2025-12-17 01:09:47 - INFO - eeg_pipeline - Data visualization started...


In [2]:
csv_path = os.path.join(BASE_DIR, "pediatric", "adhdata.csv")
if not os.path.exists(csv_path):
    csv_path = os.path.join(BASE_DIR, "adhdata.csv")

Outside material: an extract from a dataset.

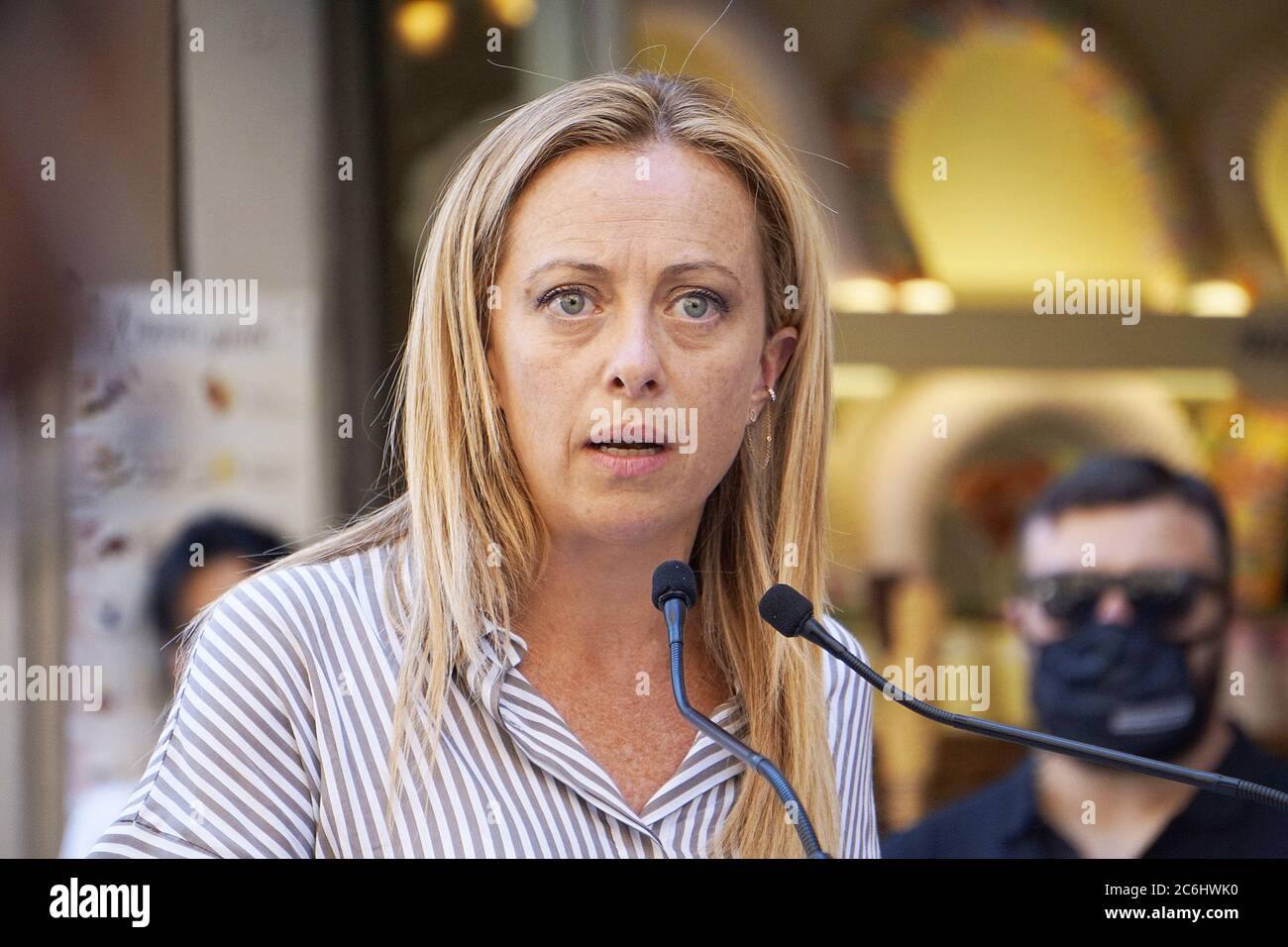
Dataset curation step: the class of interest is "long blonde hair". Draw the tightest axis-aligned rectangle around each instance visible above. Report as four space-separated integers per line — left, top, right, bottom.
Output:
193 72 840 857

if os.path.exists(csv_path):
    logger.info("Loading data...")
    df = pd.read_csv(csv_path)
    df.columns = [c.strip() for c in df.columns]
    logger.info(f"Data loaded successfully. Data shape: {df.shape}")
else:
    logger.error("CSV file not found.")

2025-12-17 01:10:19 - INFO - eeg_pipeline - Loading data...
2025-12-17 01:10:21 - INFO - eeg_pipeline - Data loaded successfully. Data shape: (2166383, 21)


In [13]:
def plot_raw_data(df, save_dir):
    plt.figure(figsize=(15, 6))
    channel = 'Fz'
    
    adhd_id = df[df['Class'] == 'ADHD']['ID'].unique()[0]
    control_id = df[df['Class'] == 'Control']['ID'].unique()[0]
    
    adhd_signal = df[df['ID'] == adhd_id][channel].values[:500]
    control_signal = df[df['ID'] == control_id][channel].values[:500]
    
    plt.subplot(1, 2, 1)
    plt.plot(control_signal, color='blue', alpha=0.8)
    plt.title(f"Healthy (Control) - ID: {control_id}\nChannel: {channel}")
    plt.xlabel("Time (Samples)")
    plt.ylabel("Amplitude (uV)")
    plt.grid(True, alpha=0.3)
    
    plt.subplot(1, 2, 2)
    plt.plot(adhd_signal, color='hotpink', alpha=0.8)
    plt.title(f"ADHD - ID: {adhd_id}\nChannel: {channel}")
    plt.xlabel("Time (Samples)")
    plt.grid(True, alpha=0.3)
    
    plt.tight_layout()
    plt.savefig(os.path.join(save_dir, "eda_raw_signal_comparison.png"))
    plt.close()

def plot_average_psd(df, save_dir):
    fs = 128
    channel = 'Fz'
    
    adhd_data = df[df['Class'] == 'ADHD'][channel].values
    control_data = df[df['Class'] == 'Control'][channel].values
    
    np.random.seed(42)
    adhd_sample = np.random.choice(adhd_data, size=min(len(adhd_data), 100000), replace=False)
    control_sample = np.random.choice(control_data, size=min(len(control_data), 100000), replace=False)
    
    f_adhd, p_adhd = welch(adhd_sample, fs=fs, nperseg=256)
    f_cont, p_cont = welch(control_sample, fs=fs, nperseg=256)
    
    plt.figure(figsize=(10, 6))
    plt.semilogy(f_cont, p_cont, label='Healthy (Control) Mean', color='blue', linewidth=2)
    plt.semilogy(f_adhd, p_adhd, label='ADHD Mean', color='hotpink', linewidth=2, linestyle='--')
    
    plt.title("Group Comparison: Frequency Power Spectrum (PSD)", fontsize=14)
    plt.xlabel("Frequency (Hz) - [Delta, Theta, Alpha, Beta]")
    plt.ylabel("Power Density (Log Scale)")
    plt.legend()
    plt.grid(True, alpha=0.3)
    
    plt.savefig(os.path.join(save_dir, "eda_average_psd.png"))
    plt.close()

def plot_correlation_heatmap(df, save_dir):
    channels = [c for c in df.columns if c not in ['Class', 'ID']]
    
    corr_adhd = df[df['Class'] == 'ADHD'][channels].corr()
    corr_control = df[df['Class'] == 'Control'][channels].corr()
    
    plt.figure(figsize=(20, 8))
    
    plt.subplot(1, 2, 1)
    sns.heatmap(corr_control, cmap='Purples', vmin=-1, vmax=1)
    plt.title("Healthy Brain Connectivity (Correlation)")
    
    plt.subplot(1, 2, 2)
    sns.heatmap(corr_adhd, cmap='Purples', vmin=-1, vmax=1)
    plt.title("ADHD Brain Connectivity (Correlation)")
    
    plt.tight_layout()
    plt.savefig(os.path.join(save_dir, "eda_correlation_heatmap.png"))
    plt.close()

In [14]:
save_dir = os.path.join(BASE_DIR, "results", "eda")
os.makedirs(save_dir, exist_ok=True)

if 'df' in locals():
    logger.info("1. Plotting Raw Time Series...")
    plot_raw_data(df, save_dir)
    
    logger.info("2. Plotting Frequency Analysis (PSD)...")
    plot_average_psd(df, save_dir)
    
    logger.info("3. Plotting Correlation Heatmap...")
    plot_correlation_heatmap(df, save_dir)
    
    logger.info("All graphs saved to 'results/eda' folder.")

2025-12-17 01:37:32 - INFO - eeg_pipeline - 1. Plotting Raw Time Series...
2025-12-17 01:37:33 - INFO - eeg_pipeline - 2. Plotting Frequency Analysis (PSD)...
2025-12-17 01:37:33 - INFO - eeg_pipeline - 3. Plotting Correlation Heatmap...
2025-12-17 01:37:35 - INFO - eeg_pipeline - All graphs saved to 'results/eda' folder.